Initiated by a US physician and mom, The Fed is Best Foundation is a non-profit, volunteer organization of parents and health professionals who study the scientific literature on infant feeding and the experiences of mothers through clinical practice and social media connections. The foundation’s website – www.fedisbest.org is an eye-opening experience, detailing, among other things, a variety of tragic stories, the outcome of which, according to the information provided, could have been avoided.
My first response after reading these tragic stories was one of heartbreak and confusion. It’s hard to believe that despite all the advances in medical and breastfeeding care, that there can still be devastating outcomes for the very ones we care so deeply about – breastfeeding babies and their families.
The outrage and call to action by these families, is understandable and necessary. I’m addressing it today because I know that none of us would ever, ever want to be involved in a situation where our actions contributed in any way to an outcome such as those described on the Fed is Best website. These cases represent a huge breakdown in our healthcare system, and we would be wise to contemplate ways in which we might personally do better in order to eradicate these outcomes. This is not to imply that there was anything in the stories that pointed directly to an International Board Certified Lactation Consultant (IBCLC), but as MLCA’s Chapter President, I wanted to reflect on the importance of our role in general, when it comes to the care of breastfeeding families.

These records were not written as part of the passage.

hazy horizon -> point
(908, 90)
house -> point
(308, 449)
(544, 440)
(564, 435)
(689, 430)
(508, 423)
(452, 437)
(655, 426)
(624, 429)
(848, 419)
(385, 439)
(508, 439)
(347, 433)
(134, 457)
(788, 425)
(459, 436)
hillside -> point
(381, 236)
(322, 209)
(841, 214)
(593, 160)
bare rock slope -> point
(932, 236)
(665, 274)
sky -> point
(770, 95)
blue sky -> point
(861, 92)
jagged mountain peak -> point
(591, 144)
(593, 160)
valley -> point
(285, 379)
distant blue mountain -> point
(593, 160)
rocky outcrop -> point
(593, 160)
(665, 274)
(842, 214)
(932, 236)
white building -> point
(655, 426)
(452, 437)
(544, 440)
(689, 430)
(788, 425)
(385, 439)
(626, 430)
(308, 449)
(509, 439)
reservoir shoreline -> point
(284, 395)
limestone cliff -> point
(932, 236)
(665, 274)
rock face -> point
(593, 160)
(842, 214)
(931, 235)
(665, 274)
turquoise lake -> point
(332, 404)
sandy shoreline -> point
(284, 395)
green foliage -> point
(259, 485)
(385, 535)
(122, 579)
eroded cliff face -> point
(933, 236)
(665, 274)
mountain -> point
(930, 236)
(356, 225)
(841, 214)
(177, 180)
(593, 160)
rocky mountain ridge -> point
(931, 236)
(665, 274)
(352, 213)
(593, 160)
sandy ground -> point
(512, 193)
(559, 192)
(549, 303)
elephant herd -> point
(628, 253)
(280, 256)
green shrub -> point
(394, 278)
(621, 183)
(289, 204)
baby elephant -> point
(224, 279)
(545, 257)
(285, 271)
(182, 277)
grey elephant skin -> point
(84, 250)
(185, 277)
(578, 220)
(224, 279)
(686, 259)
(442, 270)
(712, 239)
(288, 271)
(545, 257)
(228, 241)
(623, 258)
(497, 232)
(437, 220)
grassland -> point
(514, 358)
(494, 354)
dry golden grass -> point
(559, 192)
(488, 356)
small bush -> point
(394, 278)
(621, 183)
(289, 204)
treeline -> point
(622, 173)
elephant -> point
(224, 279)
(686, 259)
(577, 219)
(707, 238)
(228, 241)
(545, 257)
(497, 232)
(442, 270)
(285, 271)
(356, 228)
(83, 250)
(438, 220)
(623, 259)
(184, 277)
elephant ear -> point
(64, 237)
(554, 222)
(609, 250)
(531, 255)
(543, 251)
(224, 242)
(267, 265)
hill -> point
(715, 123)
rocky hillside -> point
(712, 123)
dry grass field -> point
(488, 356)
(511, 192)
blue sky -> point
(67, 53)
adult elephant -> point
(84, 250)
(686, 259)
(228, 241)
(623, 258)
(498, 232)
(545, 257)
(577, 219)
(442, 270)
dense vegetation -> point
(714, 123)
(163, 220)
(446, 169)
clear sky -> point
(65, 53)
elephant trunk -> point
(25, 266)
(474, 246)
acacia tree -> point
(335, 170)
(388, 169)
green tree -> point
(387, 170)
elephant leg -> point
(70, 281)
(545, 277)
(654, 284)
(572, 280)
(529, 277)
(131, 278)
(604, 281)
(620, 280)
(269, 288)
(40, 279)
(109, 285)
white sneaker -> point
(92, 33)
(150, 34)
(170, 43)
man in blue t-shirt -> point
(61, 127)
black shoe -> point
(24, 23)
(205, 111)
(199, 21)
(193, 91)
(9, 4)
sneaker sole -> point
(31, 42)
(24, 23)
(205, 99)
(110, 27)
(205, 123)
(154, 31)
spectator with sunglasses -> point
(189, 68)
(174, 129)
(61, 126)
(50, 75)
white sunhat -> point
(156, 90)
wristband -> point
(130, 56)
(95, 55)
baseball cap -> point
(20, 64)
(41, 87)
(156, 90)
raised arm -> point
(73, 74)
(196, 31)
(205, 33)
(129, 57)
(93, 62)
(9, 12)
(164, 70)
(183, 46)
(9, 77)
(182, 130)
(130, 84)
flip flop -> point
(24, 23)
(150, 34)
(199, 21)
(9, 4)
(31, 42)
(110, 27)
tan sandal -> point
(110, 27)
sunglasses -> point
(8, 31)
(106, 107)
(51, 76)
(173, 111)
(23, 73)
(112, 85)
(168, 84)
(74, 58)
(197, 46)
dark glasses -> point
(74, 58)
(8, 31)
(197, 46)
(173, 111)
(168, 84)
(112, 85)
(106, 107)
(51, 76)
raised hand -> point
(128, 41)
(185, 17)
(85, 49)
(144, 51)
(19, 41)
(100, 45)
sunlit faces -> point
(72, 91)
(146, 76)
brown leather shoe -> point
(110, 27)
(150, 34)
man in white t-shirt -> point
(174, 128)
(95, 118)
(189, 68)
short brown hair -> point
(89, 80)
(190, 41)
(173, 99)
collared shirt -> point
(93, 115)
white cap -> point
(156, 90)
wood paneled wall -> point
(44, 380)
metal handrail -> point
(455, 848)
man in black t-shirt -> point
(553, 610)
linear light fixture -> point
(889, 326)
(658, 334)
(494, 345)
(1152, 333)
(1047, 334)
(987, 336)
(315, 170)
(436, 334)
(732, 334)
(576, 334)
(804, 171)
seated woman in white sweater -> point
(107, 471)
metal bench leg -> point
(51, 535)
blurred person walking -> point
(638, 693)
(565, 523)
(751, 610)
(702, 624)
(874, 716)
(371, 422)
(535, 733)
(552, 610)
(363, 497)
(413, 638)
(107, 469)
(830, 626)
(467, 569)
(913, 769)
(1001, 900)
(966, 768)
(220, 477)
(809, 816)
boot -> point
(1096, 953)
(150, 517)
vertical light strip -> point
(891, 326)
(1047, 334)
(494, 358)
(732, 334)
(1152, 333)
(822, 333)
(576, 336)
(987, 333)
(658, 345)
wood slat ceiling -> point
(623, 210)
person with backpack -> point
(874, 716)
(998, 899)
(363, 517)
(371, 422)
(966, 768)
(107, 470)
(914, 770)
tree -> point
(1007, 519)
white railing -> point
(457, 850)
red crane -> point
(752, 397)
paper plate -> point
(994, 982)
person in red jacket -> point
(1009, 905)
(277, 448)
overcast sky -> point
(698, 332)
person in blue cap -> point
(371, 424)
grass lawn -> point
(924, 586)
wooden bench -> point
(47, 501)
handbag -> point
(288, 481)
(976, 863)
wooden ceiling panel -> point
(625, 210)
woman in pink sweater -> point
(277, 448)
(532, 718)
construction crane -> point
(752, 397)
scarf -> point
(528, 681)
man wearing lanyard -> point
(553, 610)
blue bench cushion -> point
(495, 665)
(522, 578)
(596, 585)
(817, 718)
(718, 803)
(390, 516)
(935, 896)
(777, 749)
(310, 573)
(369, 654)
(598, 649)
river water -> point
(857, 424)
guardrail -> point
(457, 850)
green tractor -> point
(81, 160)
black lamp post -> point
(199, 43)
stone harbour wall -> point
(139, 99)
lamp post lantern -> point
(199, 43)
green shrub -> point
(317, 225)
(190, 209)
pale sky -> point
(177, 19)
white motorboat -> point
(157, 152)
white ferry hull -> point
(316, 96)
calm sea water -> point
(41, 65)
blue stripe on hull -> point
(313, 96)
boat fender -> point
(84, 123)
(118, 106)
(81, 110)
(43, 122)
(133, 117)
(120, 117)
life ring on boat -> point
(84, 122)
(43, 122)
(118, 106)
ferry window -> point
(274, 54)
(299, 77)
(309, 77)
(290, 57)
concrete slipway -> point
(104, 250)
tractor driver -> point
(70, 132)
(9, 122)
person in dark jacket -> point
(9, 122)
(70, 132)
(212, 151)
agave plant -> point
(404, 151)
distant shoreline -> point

I would like to suggest the following four strategies in order to provide the best care possible –
It’s simple to say, sometimes hard to do. You’ve heard some things over and over, to the point that maybe you tune out what a mom is trying to tell you. Make a renewed commitment to listen well – it’s the core of good communication. Put aside the thoughts of what you want to say next, and give your full attention to the person talking. Ask for clarification and reflect back to the other person to make sure you’ve gotten the message.
There sure is a lot of talk in healthcare about collaboration, but is it actually happening? IBCLCs are in a unique situation in that we care for two individuals, usually with separate healthcare providers. We have a professional obligation to communicate with these providers, with parent’s permission – particularly in complicated cases. You are the expert in terms of breastfeeding – don’t be afraid to share your knowledge and insight. You are an important part of the healthcare team. One way to enhance collaboration is to reach out to the providers in your community. Find opportunities to meet with providers – get to know them and let them get to know you. Let’s face it; there are some common misconceptions about lactation consultants. Taking time out to introduce yourself, and to talk about your background and experiences, will go a long way in garnering support and respect, and this will undoubtedly improve outcomes for the families we serve.
3. KEEP UP
I know we’re all busy people. Most of us are struggling to balance our work and family lives, and staying on top of the latest research can be a challenge. But we need to make time. There are breastfeeding conferences, online educational opportunities, websites, social forums, journals, podcasts and of course, membership in professional organizations. It’s just not enough to rely on your own personal and professional experiences – you have to continue the quest for learning. Ask yourself this – “When was the last time I read a research article?” Take a look at the research articles cited within the Fed is Best accounts. Did you know about them? MLCA will be working on ways to support you in this endeavor as we develop plans to highlight and communicate some of the latest research.
4. GET INVOVLED
Consider becoming involved at a higher level. IBCLC professional organizations range from the International Lactation Consultant Association (ILCA-International Level), United States Lactation Consultant Association (USLCA – national level) to the Massachusetts Lactation Consultant Association (MLCA- state level). And there are other organizations that support breastfeeding families as well. Think about becoming a member of one or all of these organizations in order to receive and give support to other IBCLCs and lactation professionals. MLCA is currently working towards licensure of IBCLCs – an endeavor, which we believe, will allow more mothers to receive the expert lactation care they need.
Most of us have dedicated our life’s work to understanding how breastfeeding works – or sometimes doesn’t work. We live by the motto, “first feed the baby.” That in no way changes our core understanding that a mother’s own milk is best for her baby. If she doesn’t have milk, for whatever reason, we know that breast milk substitutes are indicated and we recommend and use them in such situations.
As this campaign so pointedly reminds us, we work with an extremely vulnerable population. We all want what’s best for families, moms and especially babies, and most assuredly we want to “first do no harm.” I urge you to visit The Fed is Best Foundation’s web site and see for yourself what the organization is all about, and how you, as a health care professional can expand your awareness of the issues the foundation is dedicated to address. To the IBCLCs of Massachusetts, I thank you for your dedication to your profession, and I applaud the work you do every day to ensure safe, quality lactation care.